Human beings are probably the most changeable, and adaptable, of creatures on this planet. We manage to survive in almost every climate and geographic region, while most animals are limited to a much more narrow range. We can, unlike most animals, consciously choose to act in ways that deny our instinctive urges, and act from different motivations (for good or ill). We can alter the direction and tenor of our lives, change our ecological and social niches. Through most of the twentieth century, humans in western society have struggled mightily to exploit their ability to adapt on the physical level - populating deserts and arctic tundras, venturing to the sea bottom and to space - while denying and avoiding that inner adaptability and fluidity, seeking to rigidly define each individual as one thing, and one thing only. We "are" one thing - usually our profession, doctors, lawyers, housewives, widget makers. We kept to our routines, year in and year out, punching clocks, making supper at five o'clock, taking our vacations for one week every summer.
Change, of course, was always considered good for the "bad" elements - we approved if alcoholics abandoned the bottle, if hysterics and the insane could be made into productive members of society by therapy or drugs, if criminal elements could be rehabilitated, illiterates educated. These sort of changes, however, were seen as "corrections", the re-aligning of pathological or underdeveloped individuals with the social standard, and in most cases, such change was seen as being imposed from without, through the agency of psychologists, therapists, social workers, teachers.
For most of this century, those whose inner landscape did not match the blueprints laid out by their society either lived life as outsiders and rejects, or struggled to construct a social mask which would hide their inner difference.
But the joke was on us.
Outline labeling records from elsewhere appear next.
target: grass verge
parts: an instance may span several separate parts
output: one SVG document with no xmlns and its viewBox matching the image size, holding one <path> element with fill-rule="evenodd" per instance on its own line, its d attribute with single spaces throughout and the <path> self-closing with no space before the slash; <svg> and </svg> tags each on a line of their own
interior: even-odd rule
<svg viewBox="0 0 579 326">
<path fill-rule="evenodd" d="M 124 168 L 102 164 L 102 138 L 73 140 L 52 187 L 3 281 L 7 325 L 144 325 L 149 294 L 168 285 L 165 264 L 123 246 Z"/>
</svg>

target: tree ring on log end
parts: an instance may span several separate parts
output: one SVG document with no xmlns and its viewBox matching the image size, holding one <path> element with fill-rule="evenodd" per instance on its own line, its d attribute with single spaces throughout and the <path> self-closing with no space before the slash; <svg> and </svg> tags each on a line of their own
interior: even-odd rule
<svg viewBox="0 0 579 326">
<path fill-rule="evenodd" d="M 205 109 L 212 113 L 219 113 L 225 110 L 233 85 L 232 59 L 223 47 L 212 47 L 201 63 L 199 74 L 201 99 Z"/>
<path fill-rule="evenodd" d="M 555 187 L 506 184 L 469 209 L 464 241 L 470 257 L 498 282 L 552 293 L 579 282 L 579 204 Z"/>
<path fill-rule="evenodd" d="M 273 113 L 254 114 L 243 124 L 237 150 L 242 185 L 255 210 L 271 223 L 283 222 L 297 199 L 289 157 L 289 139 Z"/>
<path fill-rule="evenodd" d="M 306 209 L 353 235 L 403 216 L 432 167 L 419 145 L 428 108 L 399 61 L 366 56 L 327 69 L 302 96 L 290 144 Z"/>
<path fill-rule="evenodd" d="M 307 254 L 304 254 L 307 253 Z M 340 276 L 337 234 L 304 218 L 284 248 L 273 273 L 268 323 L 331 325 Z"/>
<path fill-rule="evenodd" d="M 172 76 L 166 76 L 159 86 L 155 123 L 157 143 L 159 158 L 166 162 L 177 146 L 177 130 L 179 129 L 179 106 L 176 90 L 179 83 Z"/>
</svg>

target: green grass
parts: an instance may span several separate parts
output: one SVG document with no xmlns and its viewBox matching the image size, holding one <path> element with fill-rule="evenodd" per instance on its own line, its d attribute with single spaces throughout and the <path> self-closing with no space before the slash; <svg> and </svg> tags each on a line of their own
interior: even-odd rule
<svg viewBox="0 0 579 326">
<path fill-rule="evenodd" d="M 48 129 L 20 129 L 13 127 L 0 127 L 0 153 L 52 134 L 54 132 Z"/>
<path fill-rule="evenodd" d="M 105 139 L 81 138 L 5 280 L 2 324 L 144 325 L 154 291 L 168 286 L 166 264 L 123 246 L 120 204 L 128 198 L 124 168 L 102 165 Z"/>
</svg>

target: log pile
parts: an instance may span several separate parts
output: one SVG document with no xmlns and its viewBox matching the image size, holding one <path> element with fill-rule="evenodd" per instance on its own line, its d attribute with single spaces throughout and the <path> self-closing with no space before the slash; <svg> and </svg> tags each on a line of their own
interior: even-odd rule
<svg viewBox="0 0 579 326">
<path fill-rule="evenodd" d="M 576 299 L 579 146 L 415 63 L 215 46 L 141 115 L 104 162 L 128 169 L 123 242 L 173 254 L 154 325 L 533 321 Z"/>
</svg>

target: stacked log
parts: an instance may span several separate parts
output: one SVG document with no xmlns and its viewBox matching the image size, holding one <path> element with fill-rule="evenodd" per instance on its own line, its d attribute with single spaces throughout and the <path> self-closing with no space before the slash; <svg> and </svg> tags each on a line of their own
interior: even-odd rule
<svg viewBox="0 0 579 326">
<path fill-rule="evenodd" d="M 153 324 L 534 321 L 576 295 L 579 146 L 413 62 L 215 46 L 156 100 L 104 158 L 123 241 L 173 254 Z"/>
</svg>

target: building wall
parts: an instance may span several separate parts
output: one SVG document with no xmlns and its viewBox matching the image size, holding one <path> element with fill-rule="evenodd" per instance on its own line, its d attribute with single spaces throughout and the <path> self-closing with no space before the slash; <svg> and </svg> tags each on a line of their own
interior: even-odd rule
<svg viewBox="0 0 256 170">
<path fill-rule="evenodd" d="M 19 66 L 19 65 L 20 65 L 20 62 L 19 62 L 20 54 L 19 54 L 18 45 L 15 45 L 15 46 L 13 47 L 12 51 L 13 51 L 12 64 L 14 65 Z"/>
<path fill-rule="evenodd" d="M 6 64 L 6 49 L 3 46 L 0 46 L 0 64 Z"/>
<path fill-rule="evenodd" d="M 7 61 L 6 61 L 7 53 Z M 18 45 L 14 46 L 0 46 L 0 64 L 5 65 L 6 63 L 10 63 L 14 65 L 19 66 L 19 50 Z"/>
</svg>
Because the truth was that most of our inner landscapes did not precisely match those blueprints. Human beings are not nice, neat cardboard cutouts traced from the patterns of Tom Brown, Ozzie and Harriet, or Mary Tyler Moore. Humans are messy, complex, mutable things, fluid and changing, conflicted and confused, full of conscious and unconscious needs and desires, hopes and aspirations, fears and anxieties. These inner forces are as often at odds with each other as they are with socially accepted standards.
In the Jim Carey film "The Mask", the New Age psychologist played by Ben Stein does this whole rap about how we all wear masks all the time - masks of the social personas we've constructed over the years. This idea has become such a commonplace cliche that now it's being lampooned in the movies. But cliches don't get to be cliches without having a core of truth to them.
Stein's character in that film refers to "masks" in the plural, and he is correct that we wear more than one mask. We present different faces to our friends, family, employers, co-workers. Yet our society has taught us to value consistency, constancy, and also honesty - we will react with anger and outrage to any suggestion that the face we present in any given situation is an artificial or constructed one.
In an environment which demands the wearing of these metaphorical masks, and at the same time also requires our absolute denial of their existence, is it any wonder many of us feel anxiety or even fear when confronted with an actual physical mask? Here is our deepest guilty secret incarnated before us in physical form, the very thing we need most to survive in society, but which we must ever deny and ignore. We pale and freeze like a Victorian gentleman whose mistress has shown up in full whorish drag at a royal reception.
Like that Victorian gent, we do our best to pass the whole thing off as a joke, convince ourselves and our peers that it's inconsequential, rather absurd, not at all important, and we laugh nervously as we escort her to the door. Masks? They're for children, of course, belong in comic books and cheap horror movies, Halloween parties, that sort of thing. Nothing an adult need give any serious thought to.
Oh, yes, there are functional masks that we need to wear, of course, in sports and surgery and welding and such, nothing to worry about there, those masks are completely defined by their protective function, no need to think about them beyond that level at all, at all.
With physical masks trivialized and marginalized as minor amusements, we can proceed with our safe little western lives, wearing our metaphorical masks with which we pretend to each other that we are consistent, dependable, regular and stable, a series of fixed points in a changing world.
As we enter the twenty first century, this is beginning to change.